(WOMENSENEWS)–Following the abuse allegations against several National Football League players, many discussions focused on the question of why women stay in abusive relationships, but few were about why men use violence.
This October, Domestic Violence Awareness Month, is a good moment to examine why Ravens’ Ray Rice and Vikings’ Adrian Peterson and others like them choose violence and how the NFL and similar institutions contribute to their violent behavior.
Rice was videotaped knocking his fiancé unconscious in an elevator and Peterson hit his 4-year-old with a tree branch often and severely enough to injure the boy’s body. Abuse allegations against NFL players Ray McDonald and Greg Hardy also surfaced.
Certainly professional athletes are not alone in committing violence against women and children. Perpetrators come from all walks of life and all over the globe.
Studies indicate that violent behaviors are learned from parents, peers, media and the society-at-large.
People use violence to feel powerful and in control. The behavior gets strengthened when it works without any repercussions.
Over time, batterers come to believe that their aggression is justified and that they are entitled to hit their partners and children. “She is mine” is a loaded phrase when uttered by a batterer. His sense of ownership prods him to show who is in charge. Punching one’s fiancé in an elevator with a video camera, as Rice did, is a perfect example of the perpetrators’ sense of entitlement and invincibility.
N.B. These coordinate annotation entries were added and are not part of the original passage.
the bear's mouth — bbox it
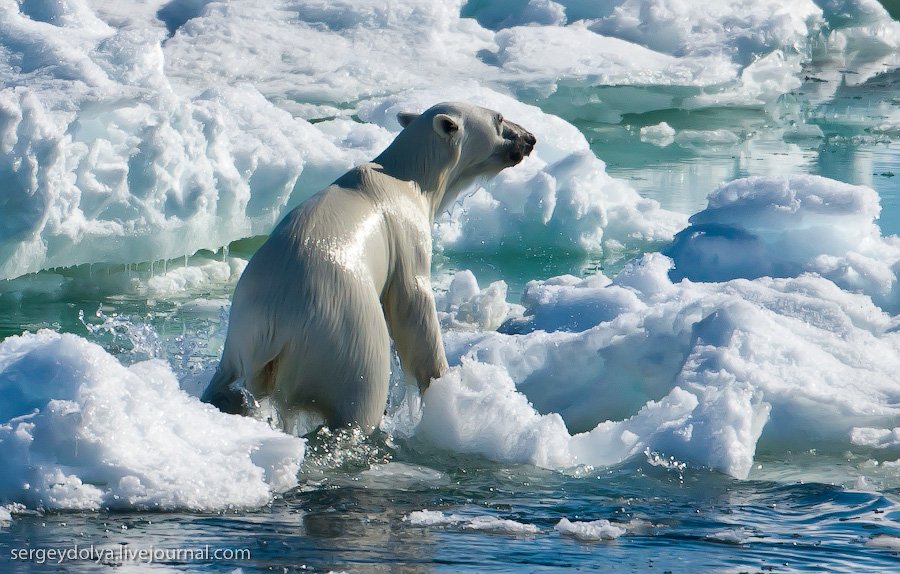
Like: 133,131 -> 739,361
509,140 -> 534,166
508,125 -> 537,166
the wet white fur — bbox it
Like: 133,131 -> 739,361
204,103 -> 521,430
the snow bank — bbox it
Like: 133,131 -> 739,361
416,254 -> 900,477
0,331 -> 304,510
0,0 -> 900,278
664,176 -> 900,312
398,177 -> 900,477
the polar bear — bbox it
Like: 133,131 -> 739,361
202,102 -> 536,432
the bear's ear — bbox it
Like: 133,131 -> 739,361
397,112 -> 419,128
434,114 -> 459,138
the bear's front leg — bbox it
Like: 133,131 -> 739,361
383,275 -> 447,392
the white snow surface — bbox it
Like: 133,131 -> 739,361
0,0 -> 900,278
0,330 -> 305,510
390,177 -> 900,478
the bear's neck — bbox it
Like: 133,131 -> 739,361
372,136 -> 459,223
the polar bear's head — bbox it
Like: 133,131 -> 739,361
375,102 -> 537,217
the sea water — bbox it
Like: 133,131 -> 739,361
0,0 -> 900,572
And feeling invincible comes easy in the world of organized sports, the NFL or National Basketball League, where men of immense physical strength are hired to do a job in which aggression is sanctioned and cheered.
We relish watching these towering men colliding with each other, week after week. Add to their physique, their youth (the players named above are mostly in their 20s), an adoring fan base and millions in pay, and one has the right formula for cultivating an exaggerated sense of entitlement that is at the core of family violence.
Simultaneously, the world of organized sports has features reminiscent of the slavery era. Remember Los Angeles Clippers’ owner Donald Sterling’s racist remarks? Josh Levin in April wrote on Slate.com: “There is a dark side to [the] owner-player relationship…an uncomfortable truth . . . A white plutocrat like . . . Donald Sterling doesn’t just own a basketball team. He owns the black players who suit up for that team, too.”
Black or white, all players are owned by a wealthy few who get richer off of them.
The players can be fired, sold or traded by their owners based on performance, and they are expected to use and abuse their bodies for entertainment. Tony Schwartz quotes former NFL player Nate Jackson in The New York Times saying: “I can’t feel a thing. My body is a machine and my emotions are dead.”
In a vital difference from slavery, however, many athletes emerge from this transaction as multi-millionaires, which helps explain why they endure this outdated hierarchy.
I can only speculate that the image of being owned by a wealthier elite must make some players want to strike out and hurt someone.
This is not to say that players are not responsible for assaulting their spouses and children. They most certainly are. However, taking responsibility would mean looking inward and admitting to oneself that “I am a batterer,” which batterers seldom do. Instead, they find excuses and external reasons for their behaviors. Wives, girlfriends and children become perfect targets of this externalization. This pattern of displacing responsibility for one’s action is reinforced when team owners exploit them on one hand and then, on the other, fail to hold them accountable.
In response to the public outcry that Rice and Peterson were not swiftly and adequately punished by the league for their crimes, NFL Commissioner Roger Goodell proclaimed: “I got it wrong…I am sorry…now I will get it right.”
Will he? Remedies outlined by the NFL–strict conduct policies, advocacy and education –-are mere Band-Aids for an institution that purposefully cultivates aggression for profit.
These measures will hardly make an impact on men whose job it is to “tak[e] a man down mentally and physically,” as noted by retired linebacker Ray Lewis.
The NFL’s assets are $10 billion. Goodell earned $44 million in 2013. With financial stakes so high, the league is unlikely to enforce drastic measures that will lower on-field aggression. Child abuse, sexual assault and domestic violence will continue to plague the NFL. If we object to any of this, we should just stop watching.